(ka) Lauterbach-Pläne zur Krankenhausreform stoßen auf durchgreifende verfassungsrechtliche Einwände – Bayern, Schleswig-Holstein, Nordrhein-Westfalen und Baden-Württemberg kritisieren massiven Eingriff in die Planungshoheit der Länder – Eine Umsetzung ohne Zustimmung des Bundesrats birgt zudem Risiko der Verfassungswidrigkeit
Die von Bundesgesundheitsminister Karl Lauterbach geplante Krankenhausreform stößt auf durchgreifende verfassungsrechtliche Einwände.

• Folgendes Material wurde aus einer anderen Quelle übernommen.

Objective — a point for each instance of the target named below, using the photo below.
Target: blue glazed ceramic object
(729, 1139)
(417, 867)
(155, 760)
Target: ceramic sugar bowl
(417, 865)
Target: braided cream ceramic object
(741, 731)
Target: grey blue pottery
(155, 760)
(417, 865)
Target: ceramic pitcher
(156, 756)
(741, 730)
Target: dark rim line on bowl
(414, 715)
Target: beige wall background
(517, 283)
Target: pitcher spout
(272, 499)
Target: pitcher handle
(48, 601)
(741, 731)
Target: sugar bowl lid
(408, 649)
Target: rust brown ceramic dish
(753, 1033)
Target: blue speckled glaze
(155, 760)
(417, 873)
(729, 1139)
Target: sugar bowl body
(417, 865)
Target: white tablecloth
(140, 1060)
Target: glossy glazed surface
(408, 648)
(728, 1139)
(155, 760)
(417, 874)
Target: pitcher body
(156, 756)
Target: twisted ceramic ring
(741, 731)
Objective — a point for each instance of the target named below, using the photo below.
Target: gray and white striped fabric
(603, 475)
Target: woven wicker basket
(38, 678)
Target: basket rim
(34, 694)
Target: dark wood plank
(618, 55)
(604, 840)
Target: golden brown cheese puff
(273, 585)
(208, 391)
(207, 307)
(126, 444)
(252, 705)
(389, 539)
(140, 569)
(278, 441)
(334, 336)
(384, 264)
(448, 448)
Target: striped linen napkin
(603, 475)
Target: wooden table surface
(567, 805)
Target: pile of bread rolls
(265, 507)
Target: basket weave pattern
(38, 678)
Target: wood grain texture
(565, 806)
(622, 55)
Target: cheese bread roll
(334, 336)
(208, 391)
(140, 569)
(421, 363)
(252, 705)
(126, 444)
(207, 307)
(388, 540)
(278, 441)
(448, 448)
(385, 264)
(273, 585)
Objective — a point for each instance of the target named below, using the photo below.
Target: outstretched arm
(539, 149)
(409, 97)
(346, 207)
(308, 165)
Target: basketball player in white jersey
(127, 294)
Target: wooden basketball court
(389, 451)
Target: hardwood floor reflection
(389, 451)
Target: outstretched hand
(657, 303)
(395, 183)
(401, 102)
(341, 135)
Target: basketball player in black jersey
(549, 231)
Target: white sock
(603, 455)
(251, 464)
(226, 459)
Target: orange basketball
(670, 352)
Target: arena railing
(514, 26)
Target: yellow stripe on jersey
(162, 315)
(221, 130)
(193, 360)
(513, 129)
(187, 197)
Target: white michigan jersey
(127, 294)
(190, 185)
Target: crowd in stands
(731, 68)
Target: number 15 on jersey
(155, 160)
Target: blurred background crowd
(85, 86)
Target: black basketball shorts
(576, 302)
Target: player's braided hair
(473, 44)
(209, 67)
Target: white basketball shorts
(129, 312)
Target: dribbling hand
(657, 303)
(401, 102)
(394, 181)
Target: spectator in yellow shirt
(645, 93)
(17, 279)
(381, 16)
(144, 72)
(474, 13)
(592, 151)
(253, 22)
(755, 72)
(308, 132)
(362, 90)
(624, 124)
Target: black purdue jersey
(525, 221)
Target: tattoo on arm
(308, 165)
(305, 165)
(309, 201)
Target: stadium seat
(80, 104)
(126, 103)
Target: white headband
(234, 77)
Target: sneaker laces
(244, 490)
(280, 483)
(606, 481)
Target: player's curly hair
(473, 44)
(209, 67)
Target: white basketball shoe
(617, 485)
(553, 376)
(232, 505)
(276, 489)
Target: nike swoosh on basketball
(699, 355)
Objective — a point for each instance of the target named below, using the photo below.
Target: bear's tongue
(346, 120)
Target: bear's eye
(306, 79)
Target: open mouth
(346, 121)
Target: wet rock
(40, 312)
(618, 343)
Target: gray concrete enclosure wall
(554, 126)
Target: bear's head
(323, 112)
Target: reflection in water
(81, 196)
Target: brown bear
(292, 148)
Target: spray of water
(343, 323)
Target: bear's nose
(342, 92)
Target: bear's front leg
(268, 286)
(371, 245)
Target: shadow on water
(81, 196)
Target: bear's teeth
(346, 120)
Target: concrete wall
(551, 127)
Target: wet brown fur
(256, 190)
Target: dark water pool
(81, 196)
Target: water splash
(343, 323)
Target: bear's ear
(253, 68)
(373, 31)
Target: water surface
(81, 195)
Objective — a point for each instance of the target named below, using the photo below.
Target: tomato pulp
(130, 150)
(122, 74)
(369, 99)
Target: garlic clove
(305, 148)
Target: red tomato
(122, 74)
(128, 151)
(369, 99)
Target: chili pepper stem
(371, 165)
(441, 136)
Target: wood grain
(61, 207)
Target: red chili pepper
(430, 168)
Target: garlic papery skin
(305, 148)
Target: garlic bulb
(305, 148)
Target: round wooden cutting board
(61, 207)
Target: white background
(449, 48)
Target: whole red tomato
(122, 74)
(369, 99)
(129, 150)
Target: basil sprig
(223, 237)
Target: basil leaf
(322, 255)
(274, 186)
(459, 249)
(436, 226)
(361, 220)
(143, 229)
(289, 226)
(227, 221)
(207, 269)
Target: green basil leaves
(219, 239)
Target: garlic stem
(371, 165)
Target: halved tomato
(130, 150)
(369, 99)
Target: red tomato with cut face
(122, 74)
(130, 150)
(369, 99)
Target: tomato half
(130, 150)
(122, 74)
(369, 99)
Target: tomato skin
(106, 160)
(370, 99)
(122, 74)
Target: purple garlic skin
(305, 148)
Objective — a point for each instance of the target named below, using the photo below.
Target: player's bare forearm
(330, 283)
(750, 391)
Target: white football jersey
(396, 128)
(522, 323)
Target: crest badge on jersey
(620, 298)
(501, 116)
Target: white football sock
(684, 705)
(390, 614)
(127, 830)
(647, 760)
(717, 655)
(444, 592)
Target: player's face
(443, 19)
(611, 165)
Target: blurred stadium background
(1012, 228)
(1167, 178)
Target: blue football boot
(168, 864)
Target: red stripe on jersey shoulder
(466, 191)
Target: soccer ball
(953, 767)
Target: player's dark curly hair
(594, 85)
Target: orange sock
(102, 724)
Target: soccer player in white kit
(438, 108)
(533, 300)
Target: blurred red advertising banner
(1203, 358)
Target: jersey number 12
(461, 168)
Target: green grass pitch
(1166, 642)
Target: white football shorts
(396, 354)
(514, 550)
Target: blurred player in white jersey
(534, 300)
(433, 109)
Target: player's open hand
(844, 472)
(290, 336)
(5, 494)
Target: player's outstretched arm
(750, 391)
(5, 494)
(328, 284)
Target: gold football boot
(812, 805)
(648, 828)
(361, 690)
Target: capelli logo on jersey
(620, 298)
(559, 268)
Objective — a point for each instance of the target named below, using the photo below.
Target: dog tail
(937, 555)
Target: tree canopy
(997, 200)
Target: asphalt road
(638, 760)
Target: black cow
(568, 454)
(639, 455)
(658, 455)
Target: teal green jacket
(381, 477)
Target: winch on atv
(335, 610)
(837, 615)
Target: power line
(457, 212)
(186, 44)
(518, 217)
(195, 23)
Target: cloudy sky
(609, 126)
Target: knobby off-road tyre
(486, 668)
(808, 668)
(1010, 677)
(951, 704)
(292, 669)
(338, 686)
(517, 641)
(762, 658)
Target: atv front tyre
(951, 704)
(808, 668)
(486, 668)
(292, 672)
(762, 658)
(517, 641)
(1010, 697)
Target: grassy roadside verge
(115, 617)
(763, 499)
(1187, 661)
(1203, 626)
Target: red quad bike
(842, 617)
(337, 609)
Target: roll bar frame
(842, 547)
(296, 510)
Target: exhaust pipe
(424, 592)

Das hat ein verfassungsrechtliches Gutachten ergeben, das von den Ländern Bayern, Schleswig-Holstein, Nordrhein-Westfalen und Baden-Württemberg bei Prof. Dr. Ferdinand Wollenschläger, Universität Augsburg, in Auftrag gegeben und am Mittwoch veröffentlicht wurde. Demzufolge greift der vorliegende Entwurf erheblich in die Krankenhausplanungshoheit der Länder ein. Es besteht sogar das Risiko, dass das Krankenhausversorgungsverbesserungsgesetz (KHVVG) ohne die ausdrückliche Zustimmung einer Stimmenmehrheit der Länder im Bundesrat auch formell verfassungswidrig ist. Damit wäre das gesamte Gesetz hinfällig.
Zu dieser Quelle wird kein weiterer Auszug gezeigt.